A actriz já anunciou que não vai ver a sua Dakota naqueles preparos de amarrção; recordo a Melanie selvagem e perigosa do refrescante filme de Jonathan Demme (Something Wild, 1986) e penso que deve ser triste andar uma mãe destas a criar uma filha para a ver debaixo do chicote do puro kitsch.

A avó de Dakota (um nome que aliás já não agourava nada de bom) é a Tippi Hedren que protagonizou Os Pássaros e sobretudo a inesquecível Marnie de Hitchcock – um modelo erótico bem mais interessante e ousado do que o da patetinha deslumbrada destas Sombras de coisa nenhuma.

Não tenciono ver o filme; já ia morrendo de tédio só com o trailer.

Li, com dificuldade, algumas páginas do objecto escrito, ao qual não consigo chamar livro – seria pegar fogo ao próprio conceito de leitura.

A prosa é abaixo do básico, falha de tudo o que define a escrita de ficção – imaginação, capacidade de criação de personagens e ambientes, um mínimo de riqueza vocabular e originalidade.

O enredo consiste no já podre conto de fadas sobre o encontro entre a menina frágil e o homem forte. O romance é apimentado por uns artefactos ditos sado-masoquistas, mas o Marquês de Sade daria voltas na cova se soubesse que a sua Justine andava a ser comparada com esta anémona.

A vida erótica das pessoas deve rastejar pelos becos da bancarrota para se entusiasmarem com isto. Há tanto livro mais excitante. Se eu tivesse espaço dava-vos uma lista, caros leitores.

Quero crer que o sucesso desta treta se prende com a falta de acesso do povo a outros livros e com a extraordinária campanha de prós e contras que foi montada em torno destas Sombras.

Infelizmente, muitos grupos feministas deram o seu contributo, bradando que era um escândalo e uma aleivosia dizer-se que as mulheres gostavam de ser dominadas.

Ora as mulheres adultas têm o direito de gostar do que muito bem lhes apetecer, exactamente como os homens adultos. É alguma novidade que a distinção entre o erotismo humano e o sexo animal se faz através da imaginação, para a qual a ideia de transgressão é fundamental?

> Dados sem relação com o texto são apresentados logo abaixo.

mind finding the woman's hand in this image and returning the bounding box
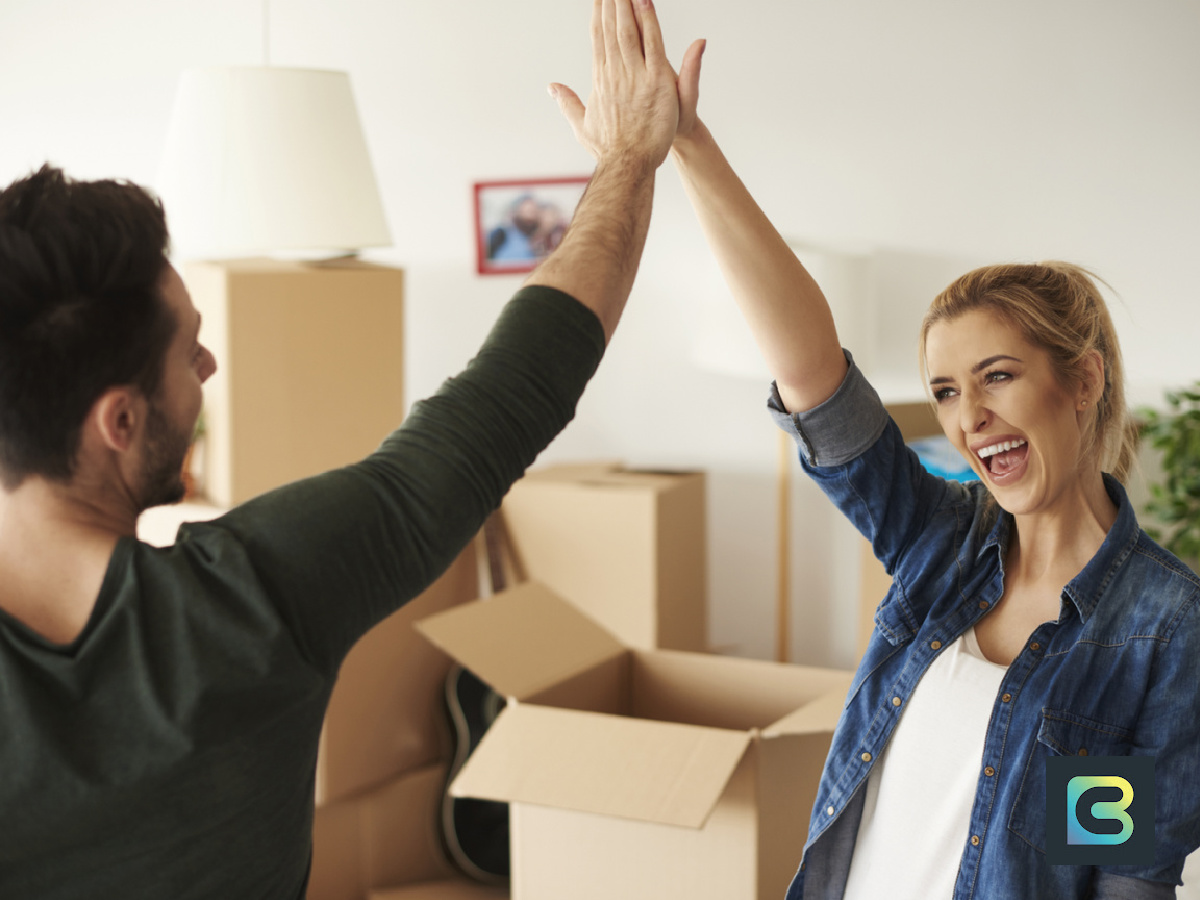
[675,37,707,143]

Como se não bastasse, uma série de associações contra a violência doméstica vem agora exortar as mulheres a que, em vez de irem ao cinema ver este filme atentatório da reputação do género feminino, doem o dinheiro que gastariam no cinema “e na babysitter” às vítimas de violência doméstica.

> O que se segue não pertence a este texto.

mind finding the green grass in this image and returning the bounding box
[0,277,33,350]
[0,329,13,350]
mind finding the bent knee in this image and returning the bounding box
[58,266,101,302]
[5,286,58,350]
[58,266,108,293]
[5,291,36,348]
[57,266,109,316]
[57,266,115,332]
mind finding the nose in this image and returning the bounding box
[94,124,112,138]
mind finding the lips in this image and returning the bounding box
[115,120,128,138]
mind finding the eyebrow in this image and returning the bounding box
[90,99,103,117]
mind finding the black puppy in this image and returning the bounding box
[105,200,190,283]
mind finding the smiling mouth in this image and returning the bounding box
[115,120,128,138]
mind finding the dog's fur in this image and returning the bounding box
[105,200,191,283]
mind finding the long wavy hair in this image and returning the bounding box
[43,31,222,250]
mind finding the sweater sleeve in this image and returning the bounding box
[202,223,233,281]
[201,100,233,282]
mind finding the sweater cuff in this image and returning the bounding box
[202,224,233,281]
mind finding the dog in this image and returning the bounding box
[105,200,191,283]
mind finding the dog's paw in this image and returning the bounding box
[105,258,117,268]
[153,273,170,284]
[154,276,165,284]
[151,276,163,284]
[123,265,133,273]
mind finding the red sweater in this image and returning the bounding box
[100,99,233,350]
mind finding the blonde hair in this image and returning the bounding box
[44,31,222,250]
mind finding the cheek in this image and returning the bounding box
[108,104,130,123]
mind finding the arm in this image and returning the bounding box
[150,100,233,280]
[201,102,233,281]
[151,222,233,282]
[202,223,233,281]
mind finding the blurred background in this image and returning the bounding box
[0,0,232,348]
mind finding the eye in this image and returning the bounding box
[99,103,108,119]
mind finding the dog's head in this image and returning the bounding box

A mensagem destas ayatolas do puritanismo é clara: não pequem a ver um filme de sexo violento; apiedem-se das que são violentadas e sacrifiquem-se por elas, ficando em casa com a prole.

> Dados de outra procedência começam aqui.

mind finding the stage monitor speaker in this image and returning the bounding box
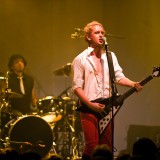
[127,124,160,153]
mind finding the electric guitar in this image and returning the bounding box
[76,66,160,134]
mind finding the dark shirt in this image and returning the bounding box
[8,72,34,114]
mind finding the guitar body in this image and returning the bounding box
[76,96,122,120]
[76,97,123,134]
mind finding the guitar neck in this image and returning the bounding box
[116,75,153,104]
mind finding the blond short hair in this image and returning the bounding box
[84,21,106,42]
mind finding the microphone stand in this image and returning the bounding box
[104,39,118,157]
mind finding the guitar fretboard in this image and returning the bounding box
[116,75,153,104]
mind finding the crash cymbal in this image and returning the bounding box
[1,91,23,98]
[53,63,71,76]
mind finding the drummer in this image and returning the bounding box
[6,54,37,116]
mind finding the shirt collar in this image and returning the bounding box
[87,47,106,57]
[86,47,94,56]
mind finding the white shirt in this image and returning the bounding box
[72,47,125,101]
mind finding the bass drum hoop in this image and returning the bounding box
[8,115,53,157]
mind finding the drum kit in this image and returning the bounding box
[0,64,82,159]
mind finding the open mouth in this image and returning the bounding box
[99,38,104,43]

Não há paciência nem para o filme (e não é por causa do falso 'sexo violento') nem para esta moralice. Pior ainda é a coacção exercida sobre os empregados de uma rede britânica de lojas de bricolage, que foram obrigados a ler a coisa para poderem responder “com educação e conhecimento” aos clientes que, previsivelmente, segundo o patronato, virão em busca de cordas e fita-cola para uso 'sexual'. Isso sim, é assédio moral. E grave.